UNESCO’S “chief concern,” the Times foreign affairs columnist Flora Lewis wrote, was to “provide cushy jobs for politicians unwanted at home and a forum for attacking the very concepts UNESCO was supposed to serve — human rights for all, press freedom, unrestricted access to culture.”
Mr. M’Bow tried to run for a third six-year term as director general in 1987. But, faced with opposition from the Western countries that remained in the organization, he was defeated by Federico Mayor of Spain.
On Mr. M’Bow’s death, UNESCO saluted his memory, In 1976, the agency noted, he helped establish the World Heritage Convention, which seeks to identify and protect global natural and cultural landmarks. He also helped form an intergovernmental committee to promote the return of appropriated cultural property and artifacts to their countries of origin.
Under his tenure, UNESCO published the first volumes of “The General History of Africa,” a collective effort to encompass the entire continent’s history by some of Africa’s leading scholars. Mr. M’Bow described its authors as having “inside knowledge of the problems and hopes of Africa.”
In a tribute posted online on Tuesday, UNESCO’s current director general, Audrey Azoulay of France, made no mention of the controversies that had dogged her predecessor. She lauded Mr. M’Bow as “a profound humanist and all-round intellectual” who had “left a lasting impression on our institution by forcefully defending the need for solidarity and equal dignity between peoples and cultures.”
Amadou Mahtar M’Bow was born on March 20, 1921, in Dakar to Fara Ndiaye M’Bow, a farmer and World War I veteran, and Ngoné (Casset) M’Bow. Senegal was a French colony then, but Mr. M’Bow was automatically granted French citizenship because he was born in the nation’s biggest city, which was one of four Senegalese “communes” where such status was conferred; elsewhere, Senegalese people were considered French subjects.
His mother died when he was a boy, and he was raised in Louga, in northwestern Senegal, by one of his father’s three wives, Yoni Sow.
Amadou, whose father was prominent in the local Muslim hierarchy, attended Quranic school in Louga and later, at the urging of Blaise Diagne, Senegal’s deputy in France’s parliament, the local colonial school.

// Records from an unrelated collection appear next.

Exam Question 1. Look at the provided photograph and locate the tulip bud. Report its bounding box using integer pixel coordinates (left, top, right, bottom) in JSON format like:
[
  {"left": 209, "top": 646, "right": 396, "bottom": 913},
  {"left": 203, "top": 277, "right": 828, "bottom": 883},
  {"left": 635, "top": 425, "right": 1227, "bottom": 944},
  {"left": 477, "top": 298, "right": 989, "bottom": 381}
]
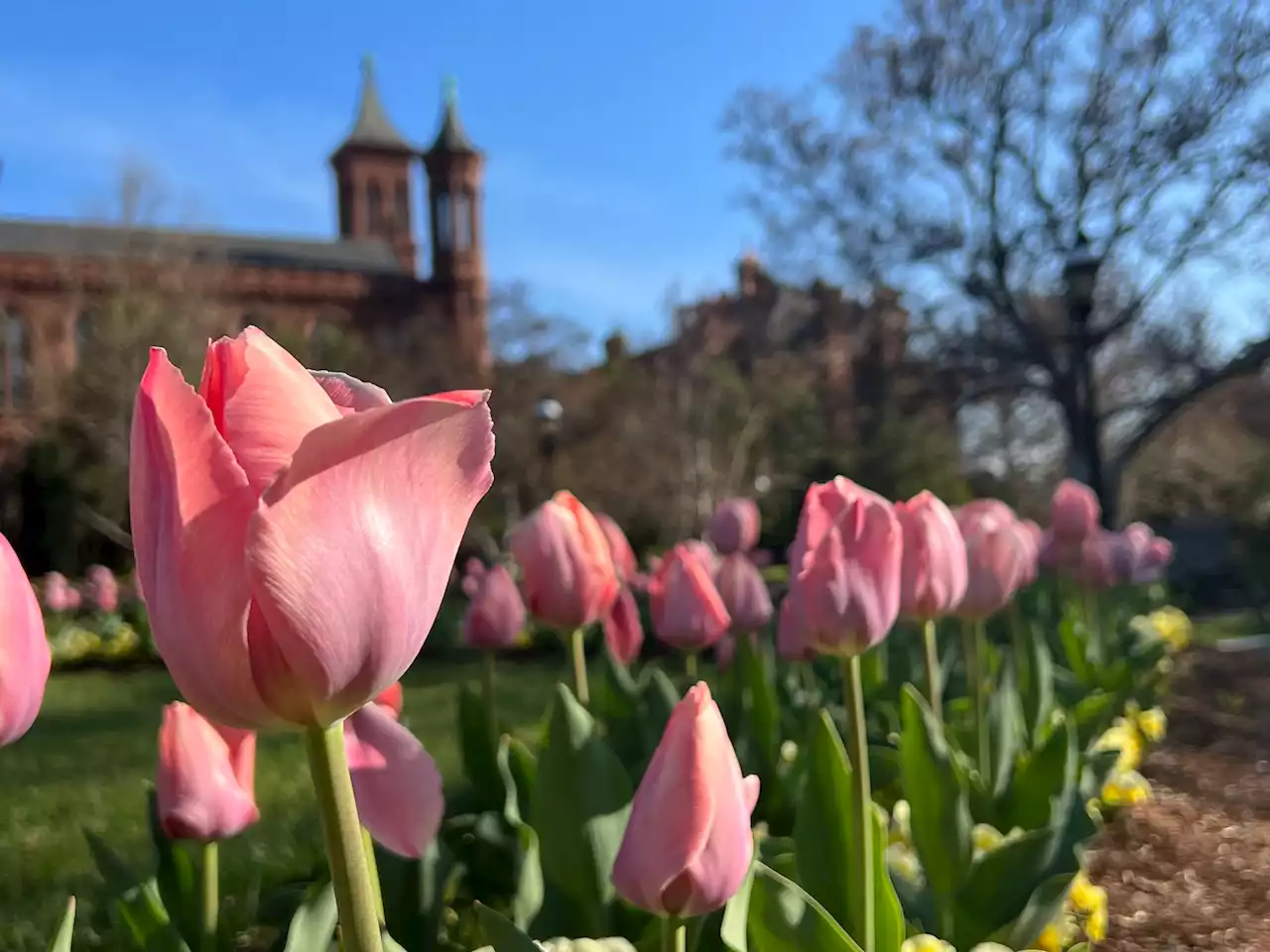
[
  {"left": 155, "top": 702, "right": 260, "bottom": 843},
  {"left": 613, "top": 681, "right": 758, "bottom": 917},
  {"left": 895, "top": 490, "right": 967, "bottom": 621},
  {"left": 649, "top": 542, "right": 731, "bottom": 653},
  {"left": 706, "top": 499, "right": 759, "bottom": 556},
  {"left": 0, "top": 536, "right": 52, "bottom": 747},
  {"left": 715, "top": 552, "right": 772, "bottom": 631},
  {"left": 511, "top": 490, "right": 618, "bottom": 631},
  {"left": 463, "top": 565, "right": 525, "bottom": 652},
  {"left": 344, "top": 704, "right": 445, "bottom": 860}
]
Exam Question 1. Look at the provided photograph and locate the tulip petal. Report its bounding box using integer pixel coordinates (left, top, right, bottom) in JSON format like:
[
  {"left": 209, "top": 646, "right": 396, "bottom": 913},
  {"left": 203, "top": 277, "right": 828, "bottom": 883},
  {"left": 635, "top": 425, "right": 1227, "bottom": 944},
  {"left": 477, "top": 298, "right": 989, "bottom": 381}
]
[
  {"left": 310, "top": 371, "right": 393, "bottom": 416},
  {"left": 344, "top": 704, "right": 445, "bottom": 860},
  {"left": 198, "top": 327, "right": 340, "bottom": 491},
  {"left": 0, "top": 536, "right": 52, "bottom": 747},
  {"left": 246, "top": 398, "right": 494, "bottom": 725},
  {"left": 128, "top": 348, "right": 277, "bottom": 727}
]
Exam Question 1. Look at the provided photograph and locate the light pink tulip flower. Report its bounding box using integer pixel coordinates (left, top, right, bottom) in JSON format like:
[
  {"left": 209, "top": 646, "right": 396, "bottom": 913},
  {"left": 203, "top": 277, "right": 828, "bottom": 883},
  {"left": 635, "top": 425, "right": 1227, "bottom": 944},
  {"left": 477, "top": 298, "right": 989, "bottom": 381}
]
[
  {"left": 613, "top": 681, "right": 758, "bottom": 919},
  {"left": 130, "top": 327, "right": 494, "bottom": 729}
]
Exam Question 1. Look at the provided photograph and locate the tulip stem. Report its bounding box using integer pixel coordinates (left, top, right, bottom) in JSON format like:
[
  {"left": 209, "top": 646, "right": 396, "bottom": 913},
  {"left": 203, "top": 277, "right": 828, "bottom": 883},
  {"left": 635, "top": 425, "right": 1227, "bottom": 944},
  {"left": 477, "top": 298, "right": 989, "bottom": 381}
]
[
  {"left": 305, "top": 721, "right": 384, "bottom": 952},
  {"left": 200, "top": 840, "right": 221, "bottom": 952},
  {"left": 961, "top": 620, "right": 989, "bottom": 781},
  {"left": 662, "top": 915, "right": 689, "bottom": 952},
  {"left": 569, "top": 629, "right": 590, "bottom": 707},
  {"left": 922, "top": 618, "right": 944, "bottom": 721},
  {"left": 842, "top": 654, "right": 874, "bottom": 952},
  {"left": 480, "top": 652, "right": 502, "bottom": 750}
]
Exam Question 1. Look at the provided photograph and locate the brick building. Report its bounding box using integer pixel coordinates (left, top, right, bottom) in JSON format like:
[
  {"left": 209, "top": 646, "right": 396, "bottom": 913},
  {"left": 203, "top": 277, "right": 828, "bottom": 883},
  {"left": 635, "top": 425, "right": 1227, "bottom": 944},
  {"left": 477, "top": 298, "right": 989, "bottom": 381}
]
[{"left": 0, "top": 58, "right": 489, "bottom": 417}]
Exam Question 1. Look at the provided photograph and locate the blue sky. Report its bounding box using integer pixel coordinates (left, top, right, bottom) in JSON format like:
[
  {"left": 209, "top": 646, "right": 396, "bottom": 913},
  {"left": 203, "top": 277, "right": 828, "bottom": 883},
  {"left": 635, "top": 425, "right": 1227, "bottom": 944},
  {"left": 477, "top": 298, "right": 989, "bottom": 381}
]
[{"left": 0, "top": 0, "right": 881, "bottom": 339}]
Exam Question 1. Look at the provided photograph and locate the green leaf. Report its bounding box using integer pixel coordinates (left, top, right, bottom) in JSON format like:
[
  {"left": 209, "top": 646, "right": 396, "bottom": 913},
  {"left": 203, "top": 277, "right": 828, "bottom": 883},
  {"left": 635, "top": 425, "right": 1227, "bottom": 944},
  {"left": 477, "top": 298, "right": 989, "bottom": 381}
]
[
  {"left": 49, "top": 896, "right": 75, "bottom": 952},
  {"left": 472, "top": 902, "right": 543, "bottom": 952},
  {"left": 283, "top": 883, "right": 339, "bottom": 952},
  {"left": 458, "top": 684, "right": 502, "bottom": 810},
  {"left": 532, "top": 684, "right": 631, "bottom": 935},
  {"left": 988, "top": 663, "right": 1026, "bottom": 797},
  {"left": 749, "top": 863, "right": 861, "bottom": 952},
  {"left": 498, "top": 738, "right": 544, "bottom": 929},
  {"left": 794, "top": 711, "right": 904, "bottom": 952},
  {"left": 899, "top": 684, "right": 972, "bottom": 901},
  {"left": 83, "top": 830, "right": 188, "bottom": 952},
  {"left": 147, "top": 788, "right": 200, "bottom": 944},
  {"left": 953, "top": 828, "right": 1054, "bottom": 948}
]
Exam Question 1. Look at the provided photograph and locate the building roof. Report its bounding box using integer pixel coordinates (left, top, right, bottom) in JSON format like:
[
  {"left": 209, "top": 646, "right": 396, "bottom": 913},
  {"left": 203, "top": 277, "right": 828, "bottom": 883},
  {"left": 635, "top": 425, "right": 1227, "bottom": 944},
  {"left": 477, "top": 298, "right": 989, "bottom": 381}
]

At 17, after passing an exam to enter the colonial administration, he went to work in the mailroom of the colonial governor’s office. At 18, with the outbreak of World War II, he volunteered for the French Air Force and was sent to radio operators’ school in Saint-Malo, on France’s northwest coast.
He was demobilized with the fall of France in 1940, but after the Allied invasion of North Africa in 1942, he joined the Free French forces on the continent in 1943 and attended a French Air Force training school in Morocco. He was sent to the South of France after the Allied invasion of Provence in 1944 and assisted with aircraft maintenance.
At war’s end, Mr. M’Bow studied history and geography at the Sorbonne. He then returned to West Africa to teach in the French colony of Mauritania and later taught at schools in Saint Louis, Senegal, and in Dakar. After Senegal achieved independence in 1960, he was a government minister from 1966 to 1970. He stepped down when UNESCO named him its deputy director general for education. He was elected to the organization’s top post four years later.
Mr. M’Bow’s survivors include his wife, Raymonde (Sylvaine) M’Bow, whom he married in 1951; two daughters, Awa M’Bow Kâne and Marie Amy M’Bow; and a son, Fara M’Bow.
In Senegal, Mr. M’Bow was regarded as a national hero and a wise elder. In 2008, at 87, he was made president of a coalition of political parties opposed to the presidency of Abdoulaye Wade, who served until 2012. A new university outside Dakar was named in Mr. M’Bow’s honor.
His funeral on Wednesday, in Dakar, was attended by Prime Minister Ousmane Sonko and other government ministers.